New Mexico Gov. Michelle Lujan Grisham had to know that she’d get pushback with her declaration of a “public health emergency” regarding violent crime in Albuquerque and the subsequent order banning the lawful carry of firearms there.
I mean, it’s a gun order. There’s literally no way that she could be oblivious to the fact that a lot of people weren’t going to like it.
However, Grisham got a lot more than she likely bargained for.
I mean, members of her own party pushed back. Then, on top of everything, a court issued a restraining order stopping enforcement of the rule.
But Grisham isn’t taking her lumps and learning from them. No, she’s trying to push back.
The governor told “GMA3” earlier Wednesday she has the “courage” to take a stand against gun violence in response to backlash over her emergency public health order.

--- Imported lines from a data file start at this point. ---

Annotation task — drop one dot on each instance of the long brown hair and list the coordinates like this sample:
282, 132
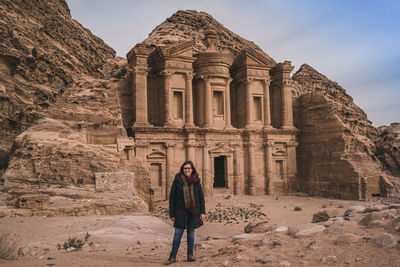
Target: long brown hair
194, 171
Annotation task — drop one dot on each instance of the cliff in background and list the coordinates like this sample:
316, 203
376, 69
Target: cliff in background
42, 50
187, 25
61, 128
337, 156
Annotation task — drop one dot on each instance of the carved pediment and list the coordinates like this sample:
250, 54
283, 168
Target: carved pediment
156, 154
279, 152
184, 49
221, 150
250, 57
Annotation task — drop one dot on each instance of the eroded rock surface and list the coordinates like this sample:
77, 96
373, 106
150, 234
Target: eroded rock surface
337, 154
388, 147
42, 50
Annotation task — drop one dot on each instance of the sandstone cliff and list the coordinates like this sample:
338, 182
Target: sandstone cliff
187, 25
58, 91
42, 49
388, 147
336, 153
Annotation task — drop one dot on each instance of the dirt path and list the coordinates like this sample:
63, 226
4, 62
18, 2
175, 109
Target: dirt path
145, 240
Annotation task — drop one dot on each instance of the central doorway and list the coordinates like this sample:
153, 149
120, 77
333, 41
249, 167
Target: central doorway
220, 171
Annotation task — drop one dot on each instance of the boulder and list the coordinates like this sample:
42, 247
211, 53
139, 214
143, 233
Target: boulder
339, 221
396, 224
378, 207
261, 227
377, 215
354, 209
346, 239
8, 247
384, 240
269, 259
325, 214
303, 230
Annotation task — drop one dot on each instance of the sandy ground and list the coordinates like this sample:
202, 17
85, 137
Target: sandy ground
145, 239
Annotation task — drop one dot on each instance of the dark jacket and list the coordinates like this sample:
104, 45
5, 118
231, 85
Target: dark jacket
177, 207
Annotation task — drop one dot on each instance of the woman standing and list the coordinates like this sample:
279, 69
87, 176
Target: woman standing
186, 208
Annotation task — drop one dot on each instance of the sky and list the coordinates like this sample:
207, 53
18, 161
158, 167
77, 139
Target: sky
355, 43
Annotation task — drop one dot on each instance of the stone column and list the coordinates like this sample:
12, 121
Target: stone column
251, 169
249, 103
140, 87
167, 98
170, 172
269, 166
287, 109
292, 166
141, 149
208, 103
228, 103
206, 181
189, 101
190, 147
237, 187
267, 105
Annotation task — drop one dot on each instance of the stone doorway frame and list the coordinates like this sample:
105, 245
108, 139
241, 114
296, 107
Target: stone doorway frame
159, 157
222, 161
228, 153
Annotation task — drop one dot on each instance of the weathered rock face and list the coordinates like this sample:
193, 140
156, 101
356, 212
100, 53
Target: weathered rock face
187, 25
59, 81
388, 147
81, 136
42, 49
336, 156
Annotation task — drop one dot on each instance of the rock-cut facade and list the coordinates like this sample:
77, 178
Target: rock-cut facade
229, 114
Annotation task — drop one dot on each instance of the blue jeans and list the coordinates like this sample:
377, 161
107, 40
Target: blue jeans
178, 236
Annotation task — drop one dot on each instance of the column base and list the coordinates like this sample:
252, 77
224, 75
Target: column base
170, 124
189, 125
269, 127
249, 127
288, 127
141, 124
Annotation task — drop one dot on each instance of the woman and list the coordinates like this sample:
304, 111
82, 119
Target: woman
186, 208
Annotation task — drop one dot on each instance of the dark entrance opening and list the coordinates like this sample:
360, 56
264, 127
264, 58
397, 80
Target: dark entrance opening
219, 171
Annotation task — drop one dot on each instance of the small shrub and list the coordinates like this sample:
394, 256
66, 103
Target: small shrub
121, 73
75, 243
87, 235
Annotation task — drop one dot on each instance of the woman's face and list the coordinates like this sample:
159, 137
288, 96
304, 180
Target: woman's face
187, 169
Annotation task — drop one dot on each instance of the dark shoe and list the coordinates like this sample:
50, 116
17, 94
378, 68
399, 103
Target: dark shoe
171, 259
190, 255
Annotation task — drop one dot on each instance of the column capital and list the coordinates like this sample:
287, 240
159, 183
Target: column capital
140, 70
266, 81
269, 143
141, 143
166, 73
292, 143
169, 144
188, 75
246, 80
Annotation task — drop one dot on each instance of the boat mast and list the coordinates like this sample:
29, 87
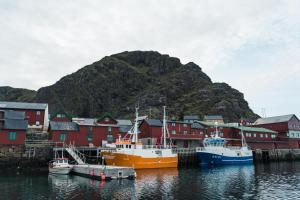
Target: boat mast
164, 129
244, 144
135, 129
217, 134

“Everyone is terrified of the backlash for all of these political reactions,” Lujan Grisham told Eva Pilgrim on “GMA3” Wednesday. “None of those individuals or groups focused on the actual injuries or deaths of the public.”
“They aren’t dealing with this as the crisis that it is,” she continued.
…
“How would you feel in a city or a community if people had handguns in their belts, on parks, near schools, on public trails, at the grocery store?” Lujan Grisham told “GMA3.” “It’s outrageous and it must stop. And I will keep doing everything that’s based in science and fact and public safety efforts to clean up our cities to make this the safest state in America. And I will not stop until that’s done.”

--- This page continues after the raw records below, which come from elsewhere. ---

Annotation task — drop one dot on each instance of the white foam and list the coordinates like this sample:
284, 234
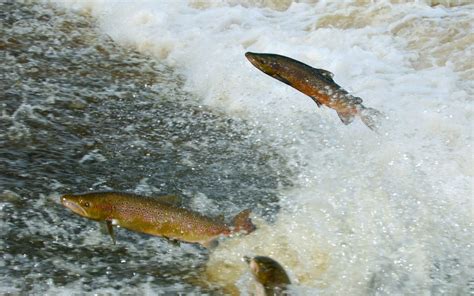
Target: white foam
381, 209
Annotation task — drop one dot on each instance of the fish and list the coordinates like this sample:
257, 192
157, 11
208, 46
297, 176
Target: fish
317, 84
160, 216
269, 274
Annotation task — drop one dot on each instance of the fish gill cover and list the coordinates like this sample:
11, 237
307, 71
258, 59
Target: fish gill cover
157, 96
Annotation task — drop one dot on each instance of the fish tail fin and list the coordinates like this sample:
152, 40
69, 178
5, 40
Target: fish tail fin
370, 117
345, 117
242, 222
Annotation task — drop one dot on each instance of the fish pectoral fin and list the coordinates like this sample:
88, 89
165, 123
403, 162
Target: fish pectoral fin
170, 199
277, 76
110, 229
211, 244
317, 102
346, 118
325, 73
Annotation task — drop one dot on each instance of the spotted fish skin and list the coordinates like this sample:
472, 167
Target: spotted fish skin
155, 216
317, 84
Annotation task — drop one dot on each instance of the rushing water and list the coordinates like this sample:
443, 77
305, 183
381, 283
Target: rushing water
156, 97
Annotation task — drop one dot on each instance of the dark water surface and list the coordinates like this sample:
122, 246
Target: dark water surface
78, 113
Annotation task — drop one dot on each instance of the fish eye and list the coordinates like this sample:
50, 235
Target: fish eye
84, 203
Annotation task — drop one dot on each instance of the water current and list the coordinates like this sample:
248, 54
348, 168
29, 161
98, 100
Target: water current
156, 97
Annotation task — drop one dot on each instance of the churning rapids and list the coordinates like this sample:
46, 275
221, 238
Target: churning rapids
156, 97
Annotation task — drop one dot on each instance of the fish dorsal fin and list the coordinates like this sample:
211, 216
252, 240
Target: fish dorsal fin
315, 99
278, 77
110, 229
346, 118
327, 74
170, 199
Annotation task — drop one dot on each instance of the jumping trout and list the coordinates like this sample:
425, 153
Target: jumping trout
316, 83
270, 274
155, 216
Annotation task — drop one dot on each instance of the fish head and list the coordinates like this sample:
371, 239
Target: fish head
87, 205
267, 271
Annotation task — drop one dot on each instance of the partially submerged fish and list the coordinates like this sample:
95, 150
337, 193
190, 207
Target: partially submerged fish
270, 274
156, 216
316, 83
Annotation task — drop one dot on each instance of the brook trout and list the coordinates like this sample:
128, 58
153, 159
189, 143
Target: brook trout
270, 274
316, 83
154, 216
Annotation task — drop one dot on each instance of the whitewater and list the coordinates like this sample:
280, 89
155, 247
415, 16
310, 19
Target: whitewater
362, 213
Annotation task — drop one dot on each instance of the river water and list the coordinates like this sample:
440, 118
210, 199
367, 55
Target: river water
156, 97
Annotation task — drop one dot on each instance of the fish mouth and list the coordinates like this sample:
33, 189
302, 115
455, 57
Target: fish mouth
73, 206
253, 58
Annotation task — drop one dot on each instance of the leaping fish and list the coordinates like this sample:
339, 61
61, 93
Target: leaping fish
269, 274
316, 83
155, 216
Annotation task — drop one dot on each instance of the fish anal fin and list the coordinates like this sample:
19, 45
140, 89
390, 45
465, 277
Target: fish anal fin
317, 102
220, 218
345, 117
211, 244
110, 229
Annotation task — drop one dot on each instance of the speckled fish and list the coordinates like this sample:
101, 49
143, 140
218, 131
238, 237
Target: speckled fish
270, 274
316, 83
155, 216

The thing is, it’s not the bad guys walking around openly carrying. Criminals never open carry so far as I’ve seen.
If this is what Grisham is pushing then it’s about theater, not safety. It’s about giving the illusion of making things better. What’s more, she knows it.
Of course, much of this is about responding to the pushback to her order.
She also had this to say following the restraining order being issued.
“As governor, I see the pain of families who lost their loved ones to gun violence every single day, and I will never stop fighting to prevent other families from enduring these tragedies,” Lujan Grisham said in the written statement.
“Over the past four days, I’ve seen more attention on resolving the crisis of gun violence than I have in the past four years,” she said.
No, she hasn’t.
What she’s seen is her entire party–at least those who spoke out–calling her out for this blatantly unconstitutional action. Everyone has been telling her that she can’t do what she’s tried to do and now a federal court has done the same.
Grisham’s problem is that she can’t see beyond her own partisan blinders. She can’t comprehend that there might possibly be ways to address violent crime in cities like Albuquerque that don’t involve restricting people’s rights.
Which is funny, because this whole “public health crisis” isn’t just about restricting guns. Among other things, it calls for state police to go to Albuquerque to help crack down on violent crime in the city. It actually does do a few things that might well help all on its own, and they’re far less controversial than trying to unilaterally restrict someone’s basic, constitutionally protected rights.
Then again, so many anti-gun Democrats can’t think beyond gun control for solutions to such issues.
And that’s a problem since gun control doesn’t really solve those issues.